Федосья кивнула, и, томно вздохнув, прижалась к нему вся — от стройных, смуглых плеч до нежных щиколоток. Кутугай опустил руку вниз и улыбнулся — опять она была горячей и влажной. Девушка застонала, и мужчина тихо сказал, приложив губы к маленькому уху: «Еще хочу».
Она устроилась удобнее, и Кутугай, держа одну руку у нее на животе, с шумом вздохнул.
«Сладкая ты, — сказал он сквозь зубы. «Самая сладкая!»
Он внезапно приостановился и приподнялся на локте: «Что такое?».
Он успел толкнуть Федосью под кошму и закрыть своим телом, как юрта упала под копытами коней.
Девушка закричала — истошно, обессилено, и почувствовала, как чьи-то грубые руки срывают с нее кошму. Она увидела тело Кутугая — с торчащей из спины стрелой. Из раны быстрыми, злыми толчками лилась кровь.
— Нет, — закричала Федосья. «Нет!»
— Вставай, русская, хан зовет! — кто-то дернул ее за руку.
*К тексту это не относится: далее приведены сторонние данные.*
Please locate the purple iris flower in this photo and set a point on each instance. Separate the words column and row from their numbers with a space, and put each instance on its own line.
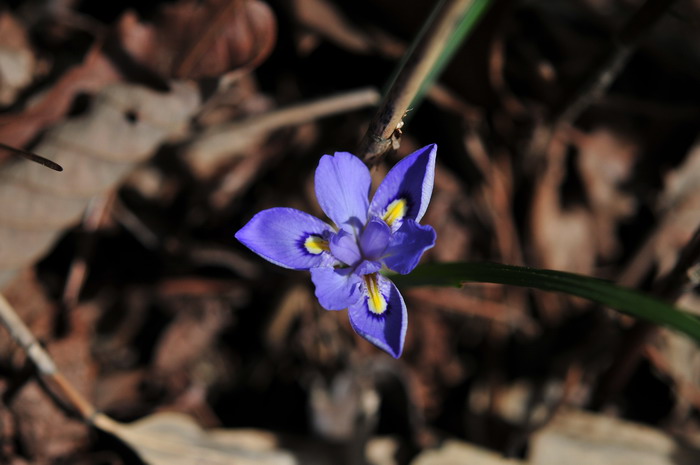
column 345, row 259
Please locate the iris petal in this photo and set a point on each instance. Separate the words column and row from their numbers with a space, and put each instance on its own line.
column 374, row 239
column 336, row 288
column 407, row 246
column 410, row 180
column 344, row 247
column 388, row 330
column 279, row 234
column 342, row 188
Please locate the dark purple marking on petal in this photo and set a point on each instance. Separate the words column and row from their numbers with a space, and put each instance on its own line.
column 342, row 188
column 411, row 179
column 336, row 288
column 388, row 330
column 278, row 235
column 344, row 247
column 407, row 246
column 374, row 239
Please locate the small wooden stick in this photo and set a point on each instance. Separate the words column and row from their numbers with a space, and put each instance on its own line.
column 418, row 65
column 33, row 157
column 43, row 361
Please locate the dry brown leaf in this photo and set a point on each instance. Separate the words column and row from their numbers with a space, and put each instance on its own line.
column 88, row 77
column 578, row 438
column 680, row 204
column 125, row 124
column 173, row 438
column 455, row 452
column 324, row 17
column 564, row 239
column 204, row 39
column 16, row 58
column 605, row 162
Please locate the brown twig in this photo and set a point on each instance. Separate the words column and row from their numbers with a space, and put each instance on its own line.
column 43, row 361
column 379, row 137
column 218, row 22
column 609, row 67
column 32, row 157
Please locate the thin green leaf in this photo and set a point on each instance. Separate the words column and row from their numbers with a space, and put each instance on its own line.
column 597, row 290
column 468, row 21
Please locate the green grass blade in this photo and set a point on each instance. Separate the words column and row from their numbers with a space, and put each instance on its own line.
column 467, row 22
column 597, row 290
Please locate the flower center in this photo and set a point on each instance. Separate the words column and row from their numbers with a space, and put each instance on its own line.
column 375, row 300
column 395, row 211
column 316, row 244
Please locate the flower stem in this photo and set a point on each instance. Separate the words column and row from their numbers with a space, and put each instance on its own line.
column 446, row 28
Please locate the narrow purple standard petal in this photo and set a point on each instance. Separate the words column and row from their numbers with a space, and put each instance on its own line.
column 407, row 188
column 374, row 239
column 342, row 187
column 344, row 247
column 407, row 246
column 386, row 330
column 289, row 238
column 336, row 288
column 367, row 267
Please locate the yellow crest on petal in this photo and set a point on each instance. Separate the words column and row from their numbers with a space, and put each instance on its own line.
column 375, row 300
column 395, row 211
column 315, row 245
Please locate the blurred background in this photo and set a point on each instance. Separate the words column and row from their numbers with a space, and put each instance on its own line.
column 176, row 121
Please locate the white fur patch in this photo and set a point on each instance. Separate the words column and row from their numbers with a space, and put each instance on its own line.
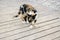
column 31, row 13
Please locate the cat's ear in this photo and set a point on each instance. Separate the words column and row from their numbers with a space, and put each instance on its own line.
column 34, row 11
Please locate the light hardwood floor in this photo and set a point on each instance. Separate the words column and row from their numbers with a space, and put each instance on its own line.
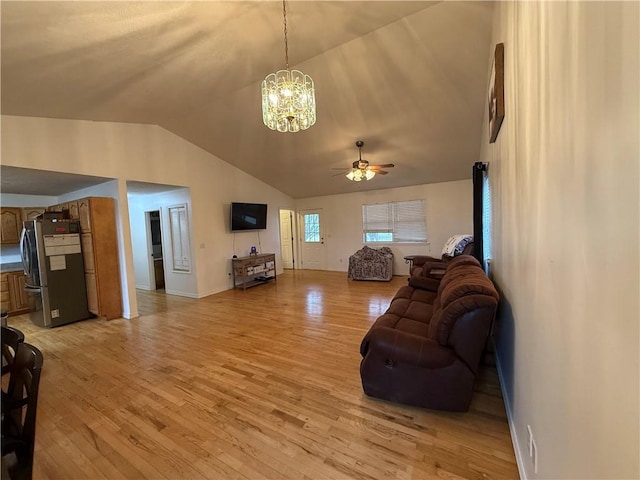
column 256, row 384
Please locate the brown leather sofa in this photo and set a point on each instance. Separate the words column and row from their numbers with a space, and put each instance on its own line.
column 425, row 349
column 422, row 264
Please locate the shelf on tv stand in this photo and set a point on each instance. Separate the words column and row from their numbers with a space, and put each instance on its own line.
column 253, row 270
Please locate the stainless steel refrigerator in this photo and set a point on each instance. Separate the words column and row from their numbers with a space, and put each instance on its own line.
column 53, row 264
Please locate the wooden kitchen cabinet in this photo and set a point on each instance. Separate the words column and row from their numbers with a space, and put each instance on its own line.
column 32, row 212
column 74, row 210
column 14, row 297
column 11, row 225
column 100, row 249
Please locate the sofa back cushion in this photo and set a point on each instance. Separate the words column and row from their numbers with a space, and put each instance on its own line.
column 461, row 291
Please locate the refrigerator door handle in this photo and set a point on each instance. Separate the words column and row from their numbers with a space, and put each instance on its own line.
column 24, row 245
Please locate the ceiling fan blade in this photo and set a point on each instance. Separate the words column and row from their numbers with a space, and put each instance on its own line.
column 386, row 165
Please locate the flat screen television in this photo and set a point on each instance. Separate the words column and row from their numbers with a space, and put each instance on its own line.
column 248, row 216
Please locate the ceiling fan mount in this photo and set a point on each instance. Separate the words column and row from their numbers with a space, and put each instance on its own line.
column 361, row 170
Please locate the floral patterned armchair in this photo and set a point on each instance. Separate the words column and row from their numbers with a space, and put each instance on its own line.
column 371, row 264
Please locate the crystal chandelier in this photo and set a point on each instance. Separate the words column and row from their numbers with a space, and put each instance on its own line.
column 288, row 96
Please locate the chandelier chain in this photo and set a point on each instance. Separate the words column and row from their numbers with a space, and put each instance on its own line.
column 286, row 44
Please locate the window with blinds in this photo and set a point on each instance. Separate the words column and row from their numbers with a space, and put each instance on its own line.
column 394, row 222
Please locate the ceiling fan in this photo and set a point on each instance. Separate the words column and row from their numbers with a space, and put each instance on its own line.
column 361, row 170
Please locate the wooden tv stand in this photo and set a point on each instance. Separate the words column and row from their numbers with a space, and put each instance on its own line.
column 253, row 270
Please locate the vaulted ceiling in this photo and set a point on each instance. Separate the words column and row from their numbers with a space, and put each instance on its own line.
column 407, row 78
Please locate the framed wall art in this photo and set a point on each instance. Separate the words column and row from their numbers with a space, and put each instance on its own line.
column 496, row 93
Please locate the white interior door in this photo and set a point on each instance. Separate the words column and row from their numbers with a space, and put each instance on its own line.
column 286, row 238
column 314, row 254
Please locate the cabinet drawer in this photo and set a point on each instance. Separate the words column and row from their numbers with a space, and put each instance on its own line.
column 87, row 253
column 92, row 293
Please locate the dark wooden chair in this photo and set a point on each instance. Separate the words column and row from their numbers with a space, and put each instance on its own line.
column 11, row 337
column 19, row 412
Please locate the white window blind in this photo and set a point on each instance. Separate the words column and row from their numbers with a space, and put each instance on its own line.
column 398, row 222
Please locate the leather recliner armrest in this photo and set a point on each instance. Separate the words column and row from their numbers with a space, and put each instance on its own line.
column 397, row 346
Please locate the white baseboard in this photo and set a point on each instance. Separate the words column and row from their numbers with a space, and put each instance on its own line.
column 181, row 294
column 512, row 427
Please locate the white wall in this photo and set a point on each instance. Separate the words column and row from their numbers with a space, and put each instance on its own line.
column 147, row 153
column 449, row 211
column 564, row 179
column 18, row 200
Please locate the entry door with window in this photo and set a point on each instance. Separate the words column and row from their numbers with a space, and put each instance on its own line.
column 313, row 248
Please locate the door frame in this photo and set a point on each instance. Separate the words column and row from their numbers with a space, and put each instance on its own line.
column 292, row 221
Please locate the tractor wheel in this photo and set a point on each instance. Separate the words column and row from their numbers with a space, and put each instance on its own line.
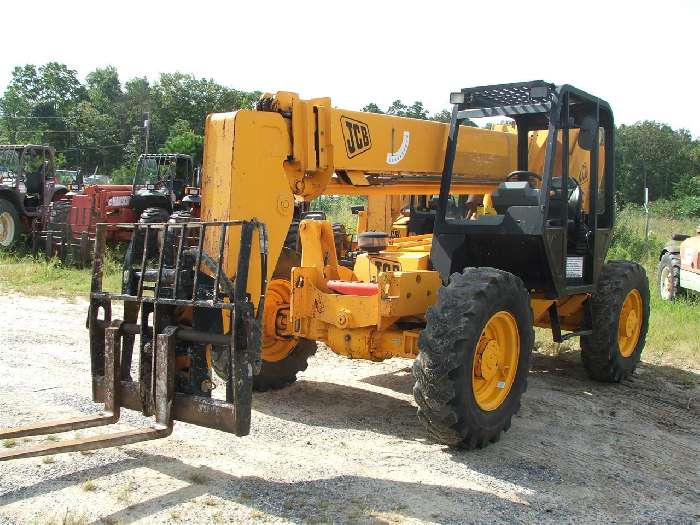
column 620, row 310
column 10, row 225
column 669, row 277
column 474, row 357
column 283, row 356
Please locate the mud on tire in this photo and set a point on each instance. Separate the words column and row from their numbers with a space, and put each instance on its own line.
column 600, row 351
column 443, row 371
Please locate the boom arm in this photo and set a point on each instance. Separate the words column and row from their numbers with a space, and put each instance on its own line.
column 257, row 162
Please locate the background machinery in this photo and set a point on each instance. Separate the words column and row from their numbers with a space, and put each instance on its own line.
column 28, row 184
column 163, row 185
column 227, row 294
column 679, row 267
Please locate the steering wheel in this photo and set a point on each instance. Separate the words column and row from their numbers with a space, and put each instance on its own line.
column 523, row 176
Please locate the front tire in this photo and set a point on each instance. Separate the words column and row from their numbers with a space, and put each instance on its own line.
column 281, row 360
column 10, row 225
column 620, row 310
column 474, row 357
— Я не пойду! — закричала девушка. «У меня муж есть, не пойду!».
— Этот, что ли, — один из охранников спешился, и подняв голову Кутугая за волосы, — мужчина еще жил и хрипел разорванными стрелой легкими, — медленно перепилил его шею ножом.
«Был, и нет его».
Кинжал натолкнулся на кость, и охранник, разозлившись, вырвав Кутугаю горло, швырнул мертвую голову на колени Федосьи. Та, увидев остановившиеся, мертвые глаза, что смотрели прямо на нее, — потеряла сознание.
— А, вот и подстилка наша, — рыгнул Карача. «Что-то вы долго, — нахмурился Кучум, глядя на дрожащую от холода, голую девушку, что стояла на коленях, опустив голову.
— Мы там сожгли все, — объяснил охранник, — и ее по дороге в ручей окунули, а то вся в крови была.
— Встань, повернись, — лениво велел Кучум.
Федосья, закрыв глаза, приказав себе не смотреть на них, выпрямилась во весь рост.
— И вправду носит, — раздался рядом низкий мужской голос. «Но хороша, да. На меня посмотри!», — велел ей мужчина, и. схватив сильными пальцами за плечо, толкнул вниз, на кошму. «На колени встань! — приказал он и вдруг замер. В свете свечей он увидел под своей рукой, на смуглой коже, синее пятнышко.
Он, холодея, наклонился вниз. Девушка глядела на него зелеными, полными слез глазами.
Пятнышко было деревом — маленьким, искусно нанесенным. «Семь, — пробормотал мужчина.
«По семь с каждой стороны».
Он вдруг вспомнил пухлые ручки, что тянулись к нему из перевязи, и нежный, младенческий голос: «Тятя!»
— Бельчонок, — мужчина быстро закутал Федосью в кошму. «Бедный мой бельчонок!».
— Что такое? — непонимающе спросил сзади Карача и упал на спину, хватаясь за разорванное кинжалом горло. Кучум было встал, но тут, же опрокинулся, зажимая руками окровавленный, сломанный нос.
Мужчина спокойно вытащил клинок из шеи умирающего визиря и сказал натянувшей луки охране: «Кто хоть пальцем ее тронет, живым отсюда не выйдет».
Федосья поежилась от резкого, бьющего в лицо, уже почти зимнего ветра. Над степью висели крупные, будто орех, белые, холодные звезды.
— Кто ты? — спросила она мужчину, что подсадил ее в седло и устроился сзади.
— Я твой отец, — коротко ответил Тайбохтой, мягко тронув коня.